We both of us are learning this new life.  We chose to do this on the water for many reasons, mostly I think because be both have come to be elemental in our older years and both have been stripped to our essentials, the place we want to live, honest and open.  There’s no place to hide on the high seas.  And, more importantly, you are urged toward, and sometimes forced into, a bit of perspective, the ocean vast and you so small.  Things that on land would have grown monstrous and overblown with importance, seem more human-sized when you’re out of sight of land and underway, the boat racing beneath you, the sea meeting and matching it.  And the days off shore feel precious and temporary, like life itself, and the nights endless and full of you and more than you, boundaries thin, non-existent really.  This seems the perfect way to find our way, to be made strong and whole by the sea. 

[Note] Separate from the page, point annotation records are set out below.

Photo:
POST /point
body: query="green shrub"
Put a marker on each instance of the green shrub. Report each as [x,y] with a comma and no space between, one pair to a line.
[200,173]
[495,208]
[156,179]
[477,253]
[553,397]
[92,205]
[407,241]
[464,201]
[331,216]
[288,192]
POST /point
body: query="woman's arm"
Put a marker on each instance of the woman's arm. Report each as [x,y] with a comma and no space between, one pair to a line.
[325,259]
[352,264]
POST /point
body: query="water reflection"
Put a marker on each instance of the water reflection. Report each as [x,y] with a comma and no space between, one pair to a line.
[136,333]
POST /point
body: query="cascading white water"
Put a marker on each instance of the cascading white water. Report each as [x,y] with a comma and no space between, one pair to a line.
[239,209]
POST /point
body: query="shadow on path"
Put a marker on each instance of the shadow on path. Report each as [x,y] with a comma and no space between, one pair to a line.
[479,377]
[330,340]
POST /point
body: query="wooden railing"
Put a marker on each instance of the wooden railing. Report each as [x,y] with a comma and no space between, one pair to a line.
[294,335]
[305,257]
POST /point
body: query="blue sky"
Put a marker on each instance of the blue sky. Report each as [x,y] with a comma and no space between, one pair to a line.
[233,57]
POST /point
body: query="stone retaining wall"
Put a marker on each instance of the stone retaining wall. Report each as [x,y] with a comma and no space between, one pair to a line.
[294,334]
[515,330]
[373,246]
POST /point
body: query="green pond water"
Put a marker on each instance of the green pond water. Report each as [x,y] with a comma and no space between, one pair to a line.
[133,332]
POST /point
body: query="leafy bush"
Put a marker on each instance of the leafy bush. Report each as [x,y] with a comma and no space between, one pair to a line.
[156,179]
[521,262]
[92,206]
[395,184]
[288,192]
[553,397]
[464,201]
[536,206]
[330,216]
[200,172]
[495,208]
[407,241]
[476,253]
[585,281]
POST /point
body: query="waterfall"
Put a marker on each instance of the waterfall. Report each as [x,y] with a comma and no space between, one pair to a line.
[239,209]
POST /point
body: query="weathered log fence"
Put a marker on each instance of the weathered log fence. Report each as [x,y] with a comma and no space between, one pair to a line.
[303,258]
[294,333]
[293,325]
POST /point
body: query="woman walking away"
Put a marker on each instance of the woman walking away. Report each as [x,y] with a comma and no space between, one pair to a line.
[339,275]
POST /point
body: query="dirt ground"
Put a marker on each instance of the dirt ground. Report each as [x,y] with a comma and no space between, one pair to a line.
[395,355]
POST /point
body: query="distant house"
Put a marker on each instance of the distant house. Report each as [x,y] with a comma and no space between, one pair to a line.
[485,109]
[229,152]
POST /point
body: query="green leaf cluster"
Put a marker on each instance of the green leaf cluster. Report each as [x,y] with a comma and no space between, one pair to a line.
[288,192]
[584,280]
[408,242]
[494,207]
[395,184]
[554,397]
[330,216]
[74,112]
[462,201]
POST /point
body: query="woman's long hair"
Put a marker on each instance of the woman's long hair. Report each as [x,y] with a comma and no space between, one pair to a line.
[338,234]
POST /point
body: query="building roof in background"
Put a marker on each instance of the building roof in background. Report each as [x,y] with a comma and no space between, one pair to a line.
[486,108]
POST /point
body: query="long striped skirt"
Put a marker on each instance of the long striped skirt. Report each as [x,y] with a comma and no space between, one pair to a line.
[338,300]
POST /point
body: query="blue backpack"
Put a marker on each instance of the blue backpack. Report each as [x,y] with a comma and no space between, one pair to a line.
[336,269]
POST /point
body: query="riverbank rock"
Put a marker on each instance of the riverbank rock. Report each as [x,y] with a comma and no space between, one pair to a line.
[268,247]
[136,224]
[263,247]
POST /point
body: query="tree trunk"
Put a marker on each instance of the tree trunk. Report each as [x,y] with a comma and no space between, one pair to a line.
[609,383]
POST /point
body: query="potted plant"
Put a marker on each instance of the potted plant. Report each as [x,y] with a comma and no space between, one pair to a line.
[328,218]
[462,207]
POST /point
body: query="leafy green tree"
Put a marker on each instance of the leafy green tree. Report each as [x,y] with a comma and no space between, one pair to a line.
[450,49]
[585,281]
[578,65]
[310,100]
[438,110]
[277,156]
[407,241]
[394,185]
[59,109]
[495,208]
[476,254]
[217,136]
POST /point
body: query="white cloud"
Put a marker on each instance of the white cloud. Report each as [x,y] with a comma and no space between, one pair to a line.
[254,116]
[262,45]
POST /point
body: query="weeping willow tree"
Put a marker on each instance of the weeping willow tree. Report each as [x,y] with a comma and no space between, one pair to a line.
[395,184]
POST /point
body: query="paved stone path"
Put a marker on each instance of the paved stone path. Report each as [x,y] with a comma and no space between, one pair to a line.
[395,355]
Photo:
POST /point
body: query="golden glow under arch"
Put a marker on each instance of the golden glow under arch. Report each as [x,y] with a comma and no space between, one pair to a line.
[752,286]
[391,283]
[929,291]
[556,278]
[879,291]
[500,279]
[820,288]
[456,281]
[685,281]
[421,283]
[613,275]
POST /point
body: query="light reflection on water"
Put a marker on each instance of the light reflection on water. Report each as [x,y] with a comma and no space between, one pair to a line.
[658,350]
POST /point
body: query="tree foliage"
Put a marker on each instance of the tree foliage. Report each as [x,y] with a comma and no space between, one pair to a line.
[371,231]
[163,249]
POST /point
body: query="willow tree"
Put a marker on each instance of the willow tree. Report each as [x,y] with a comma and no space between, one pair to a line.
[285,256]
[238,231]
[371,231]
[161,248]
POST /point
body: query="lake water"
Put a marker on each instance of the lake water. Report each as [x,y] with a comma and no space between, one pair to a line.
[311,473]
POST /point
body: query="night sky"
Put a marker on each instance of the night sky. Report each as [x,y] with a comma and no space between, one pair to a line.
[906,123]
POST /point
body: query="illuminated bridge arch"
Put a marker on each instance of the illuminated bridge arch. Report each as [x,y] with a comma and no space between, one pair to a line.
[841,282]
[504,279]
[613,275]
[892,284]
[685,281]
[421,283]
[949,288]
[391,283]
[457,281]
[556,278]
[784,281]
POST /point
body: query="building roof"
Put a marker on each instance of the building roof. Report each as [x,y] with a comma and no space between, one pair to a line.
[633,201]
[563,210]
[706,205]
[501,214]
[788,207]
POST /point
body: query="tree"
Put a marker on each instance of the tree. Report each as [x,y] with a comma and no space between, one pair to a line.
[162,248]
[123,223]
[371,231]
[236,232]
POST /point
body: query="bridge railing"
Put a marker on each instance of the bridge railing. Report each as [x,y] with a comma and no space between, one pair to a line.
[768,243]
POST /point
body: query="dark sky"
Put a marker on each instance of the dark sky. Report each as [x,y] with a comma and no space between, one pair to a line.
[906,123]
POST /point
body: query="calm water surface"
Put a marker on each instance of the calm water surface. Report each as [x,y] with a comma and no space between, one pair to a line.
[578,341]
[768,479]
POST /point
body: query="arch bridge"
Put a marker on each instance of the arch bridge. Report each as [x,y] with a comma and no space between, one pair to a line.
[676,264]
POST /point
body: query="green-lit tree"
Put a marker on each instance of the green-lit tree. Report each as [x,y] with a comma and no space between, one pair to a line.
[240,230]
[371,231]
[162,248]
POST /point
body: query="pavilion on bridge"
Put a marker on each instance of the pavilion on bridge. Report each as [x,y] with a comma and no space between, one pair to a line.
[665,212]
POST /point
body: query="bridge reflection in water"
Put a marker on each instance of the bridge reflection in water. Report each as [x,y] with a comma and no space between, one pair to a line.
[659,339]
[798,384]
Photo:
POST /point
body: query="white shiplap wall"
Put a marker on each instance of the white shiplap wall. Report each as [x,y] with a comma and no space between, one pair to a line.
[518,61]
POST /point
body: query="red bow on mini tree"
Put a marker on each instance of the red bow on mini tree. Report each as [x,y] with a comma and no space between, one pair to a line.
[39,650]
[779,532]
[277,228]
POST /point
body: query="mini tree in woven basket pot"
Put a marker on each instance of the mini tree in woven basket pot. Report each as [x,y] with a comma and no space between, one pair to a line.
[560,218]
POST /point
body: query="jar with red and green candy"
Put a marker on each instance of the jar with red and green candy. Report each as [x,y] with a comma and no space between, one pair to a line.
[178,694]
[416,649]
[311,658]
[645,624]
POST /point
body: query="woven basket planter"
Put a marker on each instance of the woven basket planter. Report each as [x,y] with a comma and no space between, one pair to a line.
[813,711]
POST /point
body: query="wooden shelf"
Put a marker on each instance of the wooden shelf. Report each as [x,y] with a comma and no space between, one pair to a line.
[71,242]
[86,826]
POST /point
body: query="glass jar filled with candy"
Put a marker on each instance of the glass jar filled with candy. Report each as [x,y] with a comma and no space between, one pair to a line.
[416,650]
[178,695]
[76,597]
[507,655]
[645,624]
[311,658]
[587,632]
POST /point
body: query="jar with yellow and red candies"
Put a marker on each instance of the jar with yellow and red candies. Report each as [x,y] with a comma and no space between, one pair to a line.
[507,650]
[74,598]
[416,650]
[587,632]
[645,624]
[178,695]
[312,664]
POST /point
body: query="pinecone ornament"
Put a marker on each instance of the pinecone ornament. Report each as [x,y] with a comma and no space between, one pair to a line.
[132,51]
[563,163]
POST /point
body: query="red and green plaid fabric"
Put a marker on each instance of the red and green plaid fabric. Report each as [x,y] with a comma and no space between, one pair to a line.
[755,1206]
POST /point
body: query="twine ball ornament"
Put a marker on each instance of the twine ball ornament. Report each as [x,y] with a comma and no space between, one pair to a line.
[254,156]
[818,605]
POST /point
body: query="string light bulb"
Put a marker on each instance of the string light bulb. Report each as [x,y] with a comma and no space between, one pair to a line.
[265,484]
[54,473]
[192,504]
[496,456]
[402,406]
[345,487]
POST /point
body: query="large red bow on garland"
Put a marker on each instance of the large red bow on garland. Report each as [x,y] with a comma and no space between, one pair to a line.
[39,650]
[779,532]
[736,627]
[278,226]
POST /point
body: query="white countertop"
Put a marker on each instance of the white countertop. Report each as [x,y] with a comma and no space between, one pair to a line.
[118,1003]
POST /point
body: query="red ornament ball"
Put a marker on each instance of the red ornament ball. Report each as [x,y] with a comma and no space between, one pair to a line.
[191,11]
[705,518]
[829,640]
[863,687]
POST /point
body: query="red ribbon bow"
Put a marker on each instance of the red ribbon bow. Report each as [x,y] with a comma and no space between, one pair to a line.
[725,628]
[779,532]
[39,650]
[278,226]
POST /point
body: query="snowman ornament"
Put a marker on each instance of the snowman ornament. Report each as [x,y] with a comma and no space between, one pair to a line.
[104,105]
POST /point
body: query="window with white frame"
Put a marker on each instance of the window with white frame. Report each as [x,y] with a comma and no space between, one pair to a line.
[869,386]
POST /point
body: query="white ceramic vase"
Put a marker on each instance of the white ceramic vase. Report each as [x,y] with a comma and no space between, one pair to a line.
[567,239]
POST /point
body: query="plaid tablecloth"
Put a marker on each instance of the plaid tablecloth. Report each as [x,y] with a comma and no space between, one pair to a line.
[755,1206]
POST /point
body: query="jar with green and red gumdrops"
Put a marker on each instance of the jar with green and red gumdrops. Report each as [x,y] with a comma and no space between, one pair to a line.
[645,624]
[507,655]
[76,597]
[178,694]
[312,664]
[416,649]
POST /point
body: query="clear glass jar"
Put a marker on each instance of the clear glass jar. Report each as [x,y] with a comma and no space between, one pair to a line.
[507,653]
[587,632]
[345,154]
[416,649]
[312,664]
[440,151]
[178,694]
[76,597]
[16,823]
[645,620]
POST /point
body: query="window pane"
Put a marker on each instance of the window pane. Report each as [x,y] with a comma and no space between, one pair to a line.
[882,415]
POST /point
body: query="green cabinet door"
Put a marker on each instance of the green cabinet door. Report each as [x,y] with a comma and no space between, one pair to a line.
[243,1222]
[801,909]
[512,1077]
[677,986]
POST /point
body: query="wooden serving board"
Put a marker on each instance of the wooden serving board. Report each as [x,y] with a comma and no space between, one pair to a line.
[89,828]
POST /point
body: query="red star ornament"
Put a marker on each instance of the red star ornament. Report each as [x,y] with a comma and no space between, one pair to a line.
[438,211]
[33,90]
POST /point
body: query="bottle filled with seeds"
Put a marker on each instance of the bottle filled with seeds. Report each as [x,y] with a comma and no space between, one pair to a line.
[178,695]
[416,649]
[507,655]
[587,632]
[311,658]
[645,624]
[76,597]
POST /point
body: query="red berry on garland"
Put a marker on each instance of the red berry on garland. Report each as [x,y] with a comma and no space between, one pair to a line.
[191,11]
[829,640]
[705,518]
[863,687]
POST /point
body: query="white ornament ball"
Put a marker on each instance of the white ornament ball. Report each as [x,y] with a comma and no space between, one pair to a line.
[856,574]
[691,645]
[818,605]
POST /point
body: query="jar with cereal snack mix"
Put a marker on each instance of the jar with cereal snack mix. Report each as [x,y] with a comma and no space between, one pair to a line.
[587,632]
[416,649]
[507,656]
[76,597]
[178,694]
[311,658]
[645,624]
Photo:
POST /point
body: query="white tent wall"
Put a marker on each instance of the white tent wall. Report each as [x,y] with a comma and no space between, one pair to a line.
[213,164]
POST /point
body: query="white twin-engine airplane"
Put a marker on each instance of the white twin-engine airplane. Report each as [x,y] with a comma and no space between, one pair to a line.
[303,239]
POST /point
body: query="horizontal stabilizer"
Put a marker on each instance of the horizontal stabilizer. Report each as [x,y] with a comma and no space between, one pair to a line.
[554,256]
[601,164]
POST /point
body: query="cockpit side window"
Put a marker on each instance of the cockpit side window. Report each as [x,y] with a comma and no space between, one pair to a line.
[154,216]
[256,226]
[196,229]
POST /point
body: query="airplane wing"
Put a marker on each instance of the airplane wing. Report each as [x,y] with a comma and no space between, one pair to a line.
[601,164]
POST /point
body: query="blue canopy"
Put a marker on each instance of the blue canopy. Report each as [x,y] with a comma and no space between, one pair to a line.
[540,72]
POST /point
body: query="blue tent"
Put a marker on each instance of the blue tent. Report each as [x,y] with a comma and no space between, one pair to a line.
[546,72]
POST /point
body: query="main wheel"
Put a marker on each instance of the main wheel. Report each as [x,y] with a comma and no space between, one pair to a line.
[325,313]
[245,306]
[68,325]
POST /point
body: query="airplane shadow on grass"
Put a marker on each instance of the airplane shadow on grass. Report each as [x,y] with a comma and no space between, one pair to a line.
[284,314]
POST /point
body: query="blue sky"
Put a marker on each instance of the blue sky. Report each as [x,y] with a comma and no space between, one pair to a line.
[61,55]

À Suivre …. To be continued.

Saturday, May 19, 2012

Now What?


There are two things to aim at in life: first, to get what you want; and, after that, to enjoy it. Only the wisest of mankind achieve the second.
-Logan Pearsall Smith

This Tuesday past, at 12:40 pm local time, I landed in St. Thomas.  I stepped off the plane into a wall of humidity, a California girl suddenly transported to another world entirely, an aging, white-haired Alice in a new Wonderland.  I had gotten what I had wanted – this life on the water, this love, this chance to be myself as I had never been, to know myself as I never had.  Adrenaline and single-mindedness, along with the surety that I wouldn’t survive the old life I was living for more than a few years, a decade at most (longings for death do tend to be realized when the heart is broken in the ways mine had been), got me here.  I stood on the tarmac to get my bearings, moved resolutely with my carryon because that’s what one does, but at the core of me, beating the rhythm of my own heart was this simple question – “Now what?”  What happens when you get what you want?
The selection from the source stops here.